In Exercise 4, we considered some of Norman's ideas about the interface between software and users. In Exercise 5, you are exploring the interface between man and machine in terms of your own experience.
Have technological advances made many or all of the concerns that Norman expressed in his paper "go away"? I don't think so. Some of you have concerns about the interfaces to devices that you considered in Exercise 5, and most of them are not nearly as complex as most software for a digital computer! Last fall, we saw an example of how usability matters even for non-electronic devices, in the problems with ballot design and voting machine technology that faced Florida in the presidential election.
Usability and interfaces are about people, not machines.
An example of "the interface getting in the way of the task" from my experience: releasing a CS student's advising hold.
An example of a system more complex than it needs to be, with an interface that contributes to the problem, again from my experience: the voice-mail system on campus.
An example of a system I wish I didn't have to be "trained" to use: our photocopier.
You have begun to think about the responsibilities that a system developer (both software and hardware) has to users of the system. You have read the first four newspaper articles in Pam Pulitzer's The Killer Robot Papers.
Work in teams of three or four based on the number in the upper right-hand corner of this page.

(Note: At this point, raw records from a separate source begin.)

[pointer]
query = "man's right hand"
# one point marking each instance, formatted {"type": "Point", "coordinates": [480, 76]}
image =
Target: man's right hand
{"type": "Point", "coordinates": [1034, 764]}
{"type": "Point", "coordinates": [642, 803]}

Was Bart Matthews' faith blind?
The institution for which the programmer works controls many variables outside the programmer's hands, including testing the software and the programmer's working conditions. For example, was the programmer to pressured to meet a deadline? What is the programmer's professional duty when pressured to release a product that is not ready?

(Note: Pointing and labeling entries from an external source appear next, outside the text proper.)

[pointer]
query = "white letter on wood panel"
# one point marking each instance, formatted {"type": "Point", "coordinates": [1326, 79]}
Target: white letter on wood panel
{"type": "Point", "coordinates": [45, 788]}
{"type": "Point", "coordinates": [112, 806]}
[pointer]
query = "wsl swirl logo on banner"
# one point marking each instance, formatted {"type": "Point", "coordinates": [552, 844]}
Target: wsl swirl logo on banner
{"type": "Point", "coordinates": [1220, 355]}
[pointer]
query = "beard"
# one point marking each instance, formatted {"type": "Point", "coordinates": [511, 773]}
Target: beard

The client institution also controls many variables outside the programmer's hands, including training of the user (programmer's institution, too?) and the user's working conditions.
Still, the programmer does control some important factors: Is he competent in the domain being programmed? If not, did he seek help from appropriate experts at appropriate times? Was he aware of a defect in the program? What was his intent?
Don't confuse assigning blame to others who share responsibility with reducing or eliminating the potential liability of the programmer. In the case of malicious intent on the part of the programmer, assigning some blame to the testing team may make sense in some cases, but does it mean that the programmer escapes some or all of his malicious intent and execution? I hope not. Once we admit liability in that case, we face the real question here: in the absence of malicious intent, what other factors signal programmer liability?
Most of you didn't seem to buy the "accidental death by firearm" analogy. Give it some thought, though, because I think that the issue is less obvious than it seems to you. Not that I think that it is a great analogy, or that it holds all of the time--I just think that you would have to work harder to defeat such an argument than you may have here. One idea: What is the role analogous to the computer programmer in the firearm scenario? What responsibilities does the analogous person have in the firearm scenario, and why might the programmer be assigned similar responsibilities in the robot scenario?